新型コロナウイルスのパンデミック(世界的大流行)による経済活動が停滞し、温室効果ガスの排出量が急減している。なんと中国だけで2億トンの二酸化炭素が排出されなくなり、中国のCO2排出量は25%も減少した。いかに経済的打撃が大きいかが分かるであろう。

中国の武漢から感染が広がったことから新型コロナウイルスの感染を封じ込めるための措置が、経済をどの程度悪化させるのかは、中国の動向が先行指標になるといわれている。しかし報道によれば中国経済が元の経済状態に戻ることはない、と言われている。

その理由は、世界の工場としての中国経済は、各国がリスクを回避するため生産を他国に分散するため、世界の工場としての地位を守れるかどうかは分からないというのだ。中国の経済危機が政治危機に変化し、内的矛盾を外的矛盾に転嫁するために中国が軍事的侵攻に打って出る可能性も高まる。

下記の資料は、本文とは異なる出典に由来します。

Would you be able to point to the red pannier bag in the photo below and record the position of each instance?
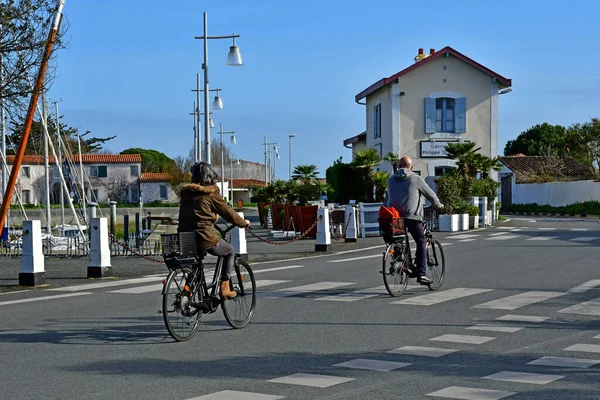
(390, 222)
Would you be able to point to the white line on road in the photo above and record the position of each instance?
(43, 298)
(357, 258)
(467, 393)
(440, 297)
(523, 377)
(584, 287)
(519, 300)
(293, 291)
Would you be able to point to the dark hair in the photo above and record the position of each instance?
(203, 174)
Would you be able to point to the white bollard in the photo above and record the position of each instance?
(323, 242)
(352, 230)
(238, 241)
(32, 262)
(99, 266)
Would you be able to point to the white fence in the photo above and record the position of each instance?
(556, 194)
(368, 214)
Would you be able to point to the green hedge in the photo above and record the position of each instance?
(587, 208)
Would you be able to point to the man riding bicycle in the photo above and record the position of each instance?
(405, 191)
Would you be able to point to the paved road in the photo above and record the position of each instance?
(517, 318)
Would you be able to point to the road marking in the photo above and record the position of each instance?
(313, 380)
(495, 328)
(504, 237)
(373, 365)
(543, 238)
(519, 300)
(233, 395)
(43, 298)
(100, 285)
(467, 393)
(584, 239)
(591, 307)
(468, 339)
(584, 287)
(440, 297)
(422, 351)
(313, 287)
(357, 258)
(565, 362)
(522, 318)
(462, 236)
(523, 377)
(140, 289)
(585, 348)
(357, 295)
(278, 268)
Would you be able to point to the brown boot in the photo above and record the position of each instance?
(225, 291)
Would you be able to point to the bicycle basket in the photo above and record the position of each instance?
(181, 244)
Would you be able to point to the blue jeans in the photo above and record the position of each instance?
(415, 228)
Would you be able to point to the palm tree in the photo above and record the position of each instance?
(366, 159)
(305, 173)
(380, 181)
(392, 159)
(465, 155)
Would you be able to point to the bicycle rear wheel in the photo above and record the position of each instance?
(436, 263)
(181, 319)
(238, 310)
(395, 278)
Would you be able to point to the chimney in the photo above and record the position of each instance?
(420, 56)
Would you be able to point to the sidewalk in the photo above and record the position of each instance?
(73, 270)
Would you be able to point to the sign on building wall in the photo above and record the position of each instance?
(435, 149)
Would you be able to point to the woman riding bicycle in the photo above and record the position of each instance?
(200, 206)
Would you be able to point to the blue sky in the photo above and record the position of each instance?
(131, 65)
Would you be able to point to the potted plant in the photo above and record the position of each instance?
(473, 217)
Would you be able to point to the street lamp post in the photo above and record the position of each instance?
(221, 133)
(234, 58)
(290, 152)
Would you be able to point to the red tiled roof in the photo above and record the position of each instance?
(525, 166)
(154, 177)
(86, 159)
(504, 82)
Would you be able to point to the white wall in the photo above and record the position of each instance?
(556, 193)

つまり経済危機は各国でこのような矛盾の転化によって戦前の大恐慌後のような戦争の危機を招来する可能性を指摘しなければならない。韓国の文在寅が反日を掲げて自己の支持率を上げているように、隣国を敵視する民族排外主義が最も手っ取り早い支持率アップの手段なのである。ゆえにコロナ経済恐慌は戦争の危険を高めることになるのである。
日本は経済恐慌に備え、戦争に備えなければならない。何よりもコロナ感染症をできるだけ短期に収束させることが重要なのである。